BA/Thank-Offering to Britain Senior Research Fellowship
Dr S C Greer
Reader in Law, University of Bristol
Interpreting the European Convention on Human Rights
The proposed study will examine the failure of the European Court of Human Rights, and the (recently abolished) European Commission on Human Rights, to resolve systematically several core issues raised by the European Convention on Human Rights: (a) the appropriate division of labour between the European Court of Human Rights and national parliaments, courts, executive and administrative institutions; (b) the relationship between Convention rights and each other; (c) the relationship between Convention rights and public interests; (d) when human rights standards should be harmonised in member states and national differences preserved.
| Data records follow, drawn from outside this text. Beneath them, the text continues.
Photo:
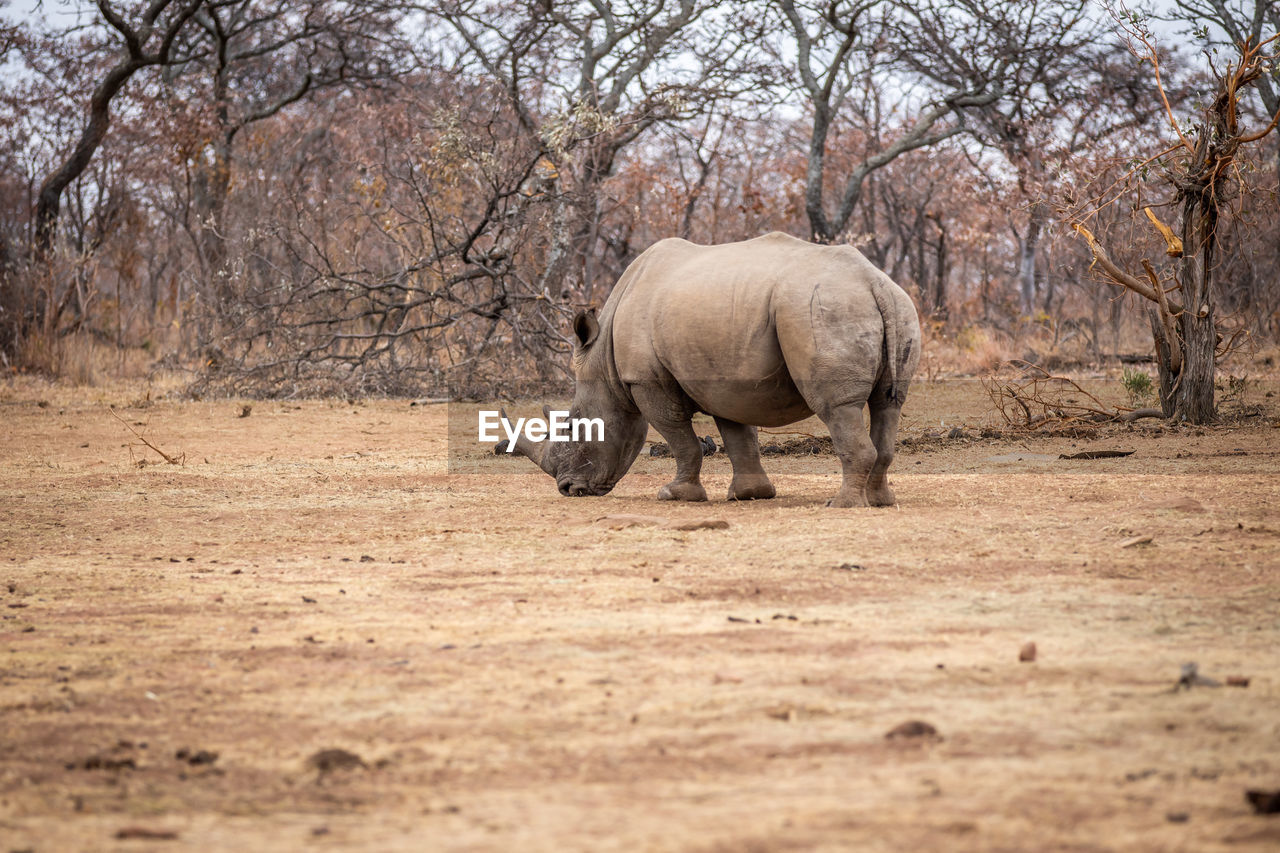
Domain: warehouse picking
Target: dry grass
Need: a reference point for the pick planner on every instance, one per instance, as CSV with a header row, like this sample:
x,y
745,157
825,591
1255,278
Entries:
x,y
513,675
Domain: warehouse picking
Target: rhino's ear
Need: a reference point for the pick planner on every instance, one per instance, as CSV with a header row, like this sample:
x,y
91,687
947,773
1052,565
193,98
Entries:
x,y
585,328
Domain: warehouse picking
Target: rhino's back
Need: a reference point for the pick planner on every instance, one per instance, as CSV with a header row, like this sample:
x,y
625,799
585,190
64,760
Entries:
x,y
739,324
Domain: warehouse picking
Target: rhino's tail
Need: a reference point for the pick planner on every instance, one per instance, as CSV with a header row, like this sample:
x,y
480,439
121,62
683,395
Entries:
x,y
897,346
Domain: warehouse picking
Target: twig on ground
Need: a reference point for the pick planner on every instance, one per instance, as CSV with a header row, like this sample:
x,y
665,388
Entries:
x,y
172,460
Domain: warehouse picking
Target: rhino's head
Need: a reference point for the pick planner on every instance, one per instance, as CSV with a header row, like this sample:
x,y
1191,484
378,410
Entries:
x,y
595,465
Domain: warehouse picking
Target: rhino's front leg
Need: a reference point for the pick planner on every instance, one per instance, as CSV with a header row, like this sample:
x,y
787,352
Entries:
x,y
855,451
750,482
672,418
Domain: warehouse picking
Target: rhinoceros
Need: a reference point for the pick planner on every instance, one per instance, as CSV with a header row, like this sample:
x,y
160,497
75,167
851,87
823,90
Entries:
x,y
757,333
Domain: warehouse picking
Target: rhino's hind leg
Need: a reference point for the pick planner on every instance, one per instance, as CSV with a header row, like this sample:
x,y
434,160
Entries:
x,y
885,418
750,482
855,451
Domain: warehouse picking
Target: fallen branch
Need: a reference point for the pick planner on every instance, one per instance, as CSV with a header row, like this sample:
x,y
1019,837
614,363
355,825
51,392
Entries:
x,y
172,460
1045,400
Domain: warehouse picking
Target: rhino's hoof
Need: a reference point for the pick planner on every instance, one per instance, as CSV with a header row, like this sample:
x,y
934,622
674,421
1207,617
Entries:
x,y
682,492
881,497
752,491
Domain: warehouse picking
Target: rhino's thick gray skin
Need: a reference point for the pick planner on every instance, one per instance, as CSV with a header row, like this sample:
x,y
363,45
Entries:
x,y
759,333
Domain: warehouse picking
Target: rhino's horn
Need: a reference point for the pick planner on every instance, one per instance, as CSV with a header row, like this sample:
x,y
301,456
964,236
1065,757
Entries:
x,y
525,447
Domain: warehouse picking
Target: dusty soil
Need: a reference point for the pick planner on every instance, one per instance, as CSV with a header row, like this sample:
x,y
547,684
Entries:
x,y
318,633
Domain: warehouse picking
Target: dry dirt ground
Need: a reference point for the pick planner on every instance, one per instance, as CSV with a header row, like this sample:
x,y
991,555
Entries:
x,y
316,633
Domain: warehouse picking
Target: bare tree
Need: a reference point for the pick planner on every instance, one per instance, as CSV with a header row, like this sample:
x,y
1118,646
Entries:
x,y
145,41
1233,22
586,81
928,64
1200,167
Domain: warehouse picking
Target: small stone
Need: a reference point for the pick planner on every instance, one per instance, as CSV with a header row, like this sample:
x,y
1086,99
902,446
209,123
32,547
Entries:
x,y
912,729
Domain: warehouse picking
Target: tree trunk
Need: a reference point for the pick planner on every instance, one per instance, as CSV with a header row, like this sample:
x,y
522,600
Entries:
x,y
1028,249
1164,359
1193,400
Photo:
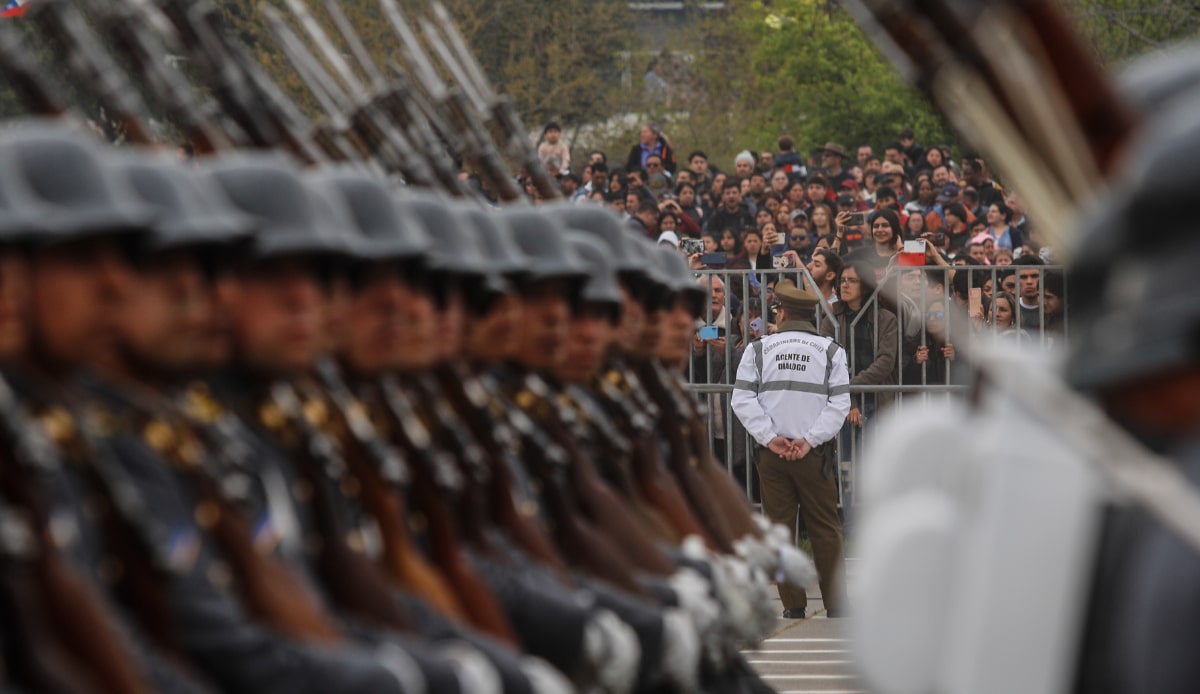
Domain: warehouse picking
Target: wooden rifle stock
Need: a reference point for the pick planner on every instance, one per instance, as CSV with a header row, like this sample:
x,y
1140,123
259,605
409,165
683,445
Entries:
x,y
657,484
67,634
581,543
593,494
270,591
352,580
435,477
684,461
384,480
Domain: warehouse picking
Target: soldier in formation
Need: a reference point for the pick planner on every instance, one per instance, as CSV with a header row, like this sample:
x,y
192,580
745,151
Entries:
x,y
273,429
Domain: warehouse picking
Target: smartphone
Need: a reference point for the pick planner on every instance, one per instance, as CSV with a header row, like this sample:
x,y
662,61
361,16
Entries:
x,y
691,246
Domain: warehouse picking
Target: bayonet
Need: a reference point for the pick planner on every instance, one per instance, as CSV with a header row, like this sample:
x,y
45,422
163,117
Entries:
x,y
95,69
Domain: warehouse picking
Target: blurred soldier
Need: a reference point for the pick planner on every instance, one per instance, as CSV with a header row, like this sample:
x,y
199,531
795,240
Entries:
x,y
792,394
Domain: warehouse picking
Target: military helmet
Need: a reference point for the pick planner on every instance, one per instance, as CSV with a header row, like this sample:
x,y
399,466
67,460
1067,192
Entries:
x,y
601,285
541,240
495,240
605,225
1133,304
54,173
190,209
385,229
1159,78
678,279
293,217
453,247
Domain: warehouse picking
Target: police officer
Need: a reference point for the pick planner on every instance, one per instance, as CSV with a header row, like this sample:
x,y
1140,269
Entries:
x,y
792,394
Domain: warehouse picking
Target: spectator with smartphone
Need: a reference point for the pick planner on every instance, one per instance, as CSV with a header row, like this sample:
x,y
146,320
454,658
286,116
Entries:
x,y
935,360
755,255
869,335
732,214
886,237
1000,227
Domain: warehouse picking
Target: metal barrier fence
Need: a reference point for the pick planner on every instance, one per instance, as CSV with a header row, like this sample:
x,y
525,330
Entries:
x,y
930,306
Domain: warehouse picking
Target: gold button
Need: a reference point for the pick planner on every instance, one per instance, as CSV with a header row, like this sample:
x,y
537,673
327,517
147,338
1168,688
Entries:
x,y
208,513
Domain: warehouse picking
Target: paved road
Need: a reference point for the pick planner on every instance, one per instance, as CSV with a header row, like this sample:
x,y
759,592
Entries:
x,y
807,656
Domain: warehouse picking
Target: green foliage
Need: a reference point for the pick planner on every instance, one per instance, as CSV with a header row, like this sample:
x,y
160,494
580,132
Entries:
x,y
803,67
1122,29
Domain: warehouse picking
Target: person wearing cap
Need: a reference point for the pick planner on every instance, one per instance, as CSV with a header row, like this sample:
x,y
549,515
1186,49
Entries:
x,y
732,214
552,145
832,156
792,394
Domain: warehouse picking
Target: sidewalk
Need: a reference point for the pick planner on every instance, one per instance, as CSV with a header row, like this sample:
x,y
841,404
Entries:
x,y
807,656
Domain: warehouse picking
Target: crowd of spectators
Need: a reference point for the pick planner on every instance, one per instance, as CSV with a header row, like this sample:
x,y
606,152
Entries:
x,y
918,255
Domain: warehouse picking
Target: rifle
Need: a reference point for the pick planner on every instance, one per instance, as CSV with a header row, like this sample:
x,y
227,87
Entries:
x,y
435,477
660,489
321,85
127,24
387,479
371,119
241,88
471,400
96,69
501,114
684,461
33,654
730,501
270,590
405,107
591,491
36,89
577,539
475,148
351,578
616,461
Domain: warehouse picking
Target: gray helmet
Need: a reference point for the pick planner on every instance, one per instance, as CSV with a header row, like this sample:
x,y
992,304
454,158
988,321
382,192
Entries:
x,y
543,243
54,173
601,285
453,246
293,219
678,279
191,210
495,240
605,225
1134,310
385,229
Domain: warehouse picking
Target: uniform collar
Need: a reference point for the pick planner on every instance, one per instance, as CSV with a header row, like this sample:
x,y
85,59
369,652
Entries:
x,y
804,325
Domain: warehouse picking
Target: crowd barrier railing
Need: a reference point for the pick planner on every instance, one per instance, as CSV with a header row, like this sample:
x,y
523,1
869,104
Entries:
x,y
930,307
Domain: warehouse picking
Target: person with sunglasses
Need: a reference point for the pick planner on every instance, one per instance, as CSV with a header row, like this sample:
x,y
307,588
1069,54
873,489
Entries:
x,y
935,362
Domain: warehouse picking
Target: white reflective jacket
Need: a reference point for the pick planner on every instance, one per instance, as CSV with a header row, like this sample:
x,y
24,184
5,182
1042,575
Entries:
x,y
793,384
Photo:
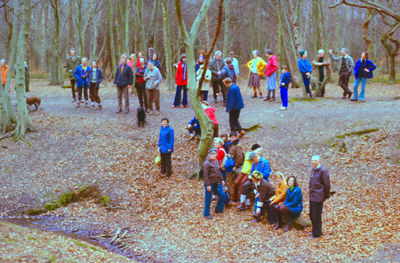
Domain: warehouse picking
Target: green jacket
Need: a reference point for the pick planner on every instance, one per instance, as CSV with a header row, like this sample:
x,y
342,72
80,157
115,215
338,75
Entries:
x,y
71,66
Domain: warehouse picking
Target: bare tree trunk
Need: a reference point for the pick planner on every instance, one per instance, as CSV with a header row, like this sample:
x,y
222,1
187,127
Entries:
x,y
110,21
167,45
189,40
23,122
226,26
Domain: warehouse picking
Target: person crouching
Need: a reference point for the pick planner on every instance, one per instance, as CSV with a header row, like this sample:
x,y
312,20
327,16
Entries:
x,y
213,183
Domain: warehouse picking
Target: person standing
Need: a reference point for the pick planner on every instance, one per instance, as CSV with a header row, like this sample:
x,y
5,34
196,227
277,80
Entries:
x,y
284,81
256,67
123,79
235,63
140,85
213,183
4,72
81,74
305,70
216,66
345,68
270,72
153,78
166,147
322,64
319,190
362,71
73,62
181,83
95,77
234,103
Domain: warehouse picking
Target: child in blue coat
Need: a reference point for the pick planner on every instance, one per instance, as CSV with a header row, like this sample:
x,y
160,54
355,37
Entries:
x,y
166,147
284,81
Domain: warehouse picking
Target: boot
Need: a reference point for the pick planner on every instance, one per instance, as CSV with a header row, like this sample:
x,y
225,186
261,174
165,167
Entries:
x,y
287,227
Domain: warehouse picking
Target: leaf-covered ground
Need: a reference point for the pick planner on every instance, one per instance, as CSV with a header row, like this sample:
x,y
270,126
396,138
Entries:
x,y
74,147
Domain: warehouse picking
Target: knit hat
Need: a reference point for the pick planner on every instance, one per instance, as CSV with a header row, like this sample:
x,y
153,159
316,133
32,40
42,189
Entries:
x,y
256,175
212,150
252,155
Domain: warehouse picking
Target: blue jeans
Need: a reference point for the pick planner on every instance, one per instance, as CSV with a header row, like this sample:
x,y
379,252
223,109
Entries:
x,y
177,100
218,190
284,97
271,82
362,93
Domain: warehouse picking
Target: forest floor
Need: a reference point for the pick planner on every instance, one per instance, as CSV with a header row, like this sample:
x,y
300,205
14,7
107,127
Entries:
x,y
359,144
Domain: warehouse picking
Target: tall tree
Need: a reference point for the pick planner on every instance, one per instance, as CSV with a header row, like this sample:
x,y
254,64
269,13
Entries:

It will be argued that the current confusion can be traced to a single source - the haphazard way in which the Convention has been interpreted by the Strasbourg institutions. However, a more rigorous theory of interpretation, based on three constitutional principles - 'rights', 'democracy' and 'priority to rights' - is already inherent in the text and case law awaiting more deliberate articulation. If this model were applied more consistently it would enhance the credibility of some existing decisions, but undermine that of others. However, it would also offer a solution to the core uncertainties and would bring much greater coherence and authority to the Court's future decisions, particularly in the domestic law of member states.